Postgresql – Distinct result with row_id for limit query

limitsoffset-fetchpostgresqlsubquery

There are 2 tables:

CREATE TABLE sample1 (
  id int,
  name varchar,
  score int,
  mode int
)

CREATE TABLE sample2 (
  id int,
  mode int
  ...
)

I need to select distinct name with MIN(score) and ROW_NUMBER(). Must sort by ROW_NUMBER() ASC. The mode must exist in table sample2 for a row from sample1, so there is INNER JOIN.

ROW_NUMBER() is needed for sequential LIMIT queries so I can select data in batches. I don't care about consistency of that LIMIT+ROW_NUMBER() trick.

My query:

WITH sample1 AS (
    WITH sample1 AS (
        SELECT a.name, MIN(a.score) s
        FROM sample1 a
            JOIN sample2 USING (mode)
            GROUP BY a.name
    )
    SELECT *, ROW_NUMBER() OVER (ORDER BY s ASC) AS n
    FROM sample1
) SELECT * FROM sample1 WHERE n > $1 LIMIT $2

I am concerned about efficiency of that select, in fact it's 3 level deep subquery. Perhaps there are less ugly and more efficient ways to achieve same result?

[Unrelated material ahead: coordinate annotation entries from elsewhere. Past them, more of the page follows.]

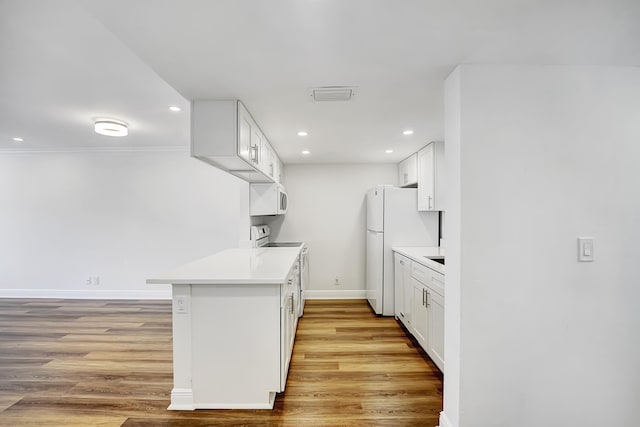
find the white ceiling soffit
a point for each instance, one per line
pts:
(398, 53)
(61, 69)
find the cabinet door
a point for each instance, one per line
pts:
(267, 158)
(256, 145)
(419, 315)
(399, 286)
(408, 294)
(408, 171)
(435, 346)
(244, 135)
(426, 178)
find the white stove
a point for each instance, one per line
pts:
(260, 239)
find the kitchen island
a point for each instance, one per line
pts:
(234, 321)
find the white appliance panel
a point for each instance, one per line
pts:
(396, 212)
(375, 208)
(375, 251)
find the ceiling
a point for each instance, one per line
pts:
(64, 63)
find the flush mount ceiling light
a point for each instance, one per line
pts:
(111, 127)
(332, 93)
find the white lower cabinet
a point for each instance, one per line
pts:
(288, 322)
(435, 313)
(420, 322)
(403, 290)
(421, 292)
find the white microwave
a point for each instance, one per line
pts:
(268, 199)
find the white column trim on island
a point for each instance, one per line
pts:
(182, 393)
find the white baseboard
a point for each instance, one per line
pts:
(331, 294)
(182, 400)
(85, 294)
(444, 420)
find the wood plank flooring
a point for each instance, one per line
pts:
(109, 363)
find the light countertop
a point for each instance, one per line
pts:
(423, 255)
(234, 266)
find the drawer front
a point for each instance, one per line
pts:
(437, 283)
(421, 273)
(428, 277)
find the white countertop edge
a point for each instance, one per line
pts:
(419, 254)
(214, 282)
(233, 267)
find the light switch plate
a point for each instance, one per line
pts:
(585, 249)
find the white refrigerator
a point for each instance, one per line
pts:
(392, 220)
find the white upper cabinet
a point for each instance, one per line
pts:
(431, 177)
(408, 171)
(224, 134)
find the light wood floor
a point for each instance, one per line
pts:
(109, 363)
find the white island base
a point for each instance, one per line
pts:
(227, 346)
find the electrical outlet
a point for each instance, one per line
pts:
(92, 281)
(182, 304)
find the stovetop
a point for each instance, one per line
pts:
(282, 245)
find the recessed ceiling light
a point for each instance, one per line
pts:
(111, 127)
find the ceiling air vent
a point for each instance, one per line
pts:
(332, 93)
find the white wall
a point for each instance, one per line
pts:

The number of rows in this table will be approximately 1,000,000 and distinct set is expected to be 100,000. Queries are frequent, actually it's a hot table for select, only score column will be updated in batches of the same size as limit select.

Best Answer

Would seem like you do not need any CTE, subquery or even JOIN at all. Just an EXISTS semi-join and an additional OFFSET:

SELECT name
     , MIN(score) AS s
     , ROW_NUMBER() OVER (ORDER BY MIN(score)) AS n  -- still needed?
FROM   sample1 a
WHERE  EXISTS (SELECT FROM sample2 s2 WHERE s2.mode = a.mode)
GROUP  BY name
ORDER  BY s
OFFSET $1
LIMIT  $2;

A large OFFSET is always costly, as all the leading, discarded rows have to be considered in the ordering first.

If it's a read-only table, you could add a MATERIALIZED VIEW with an index on the row number and query with SELECT * FROM mv WHERE n > $1 AND n <= $1 + $2.
Would help most for big $1 and small $2.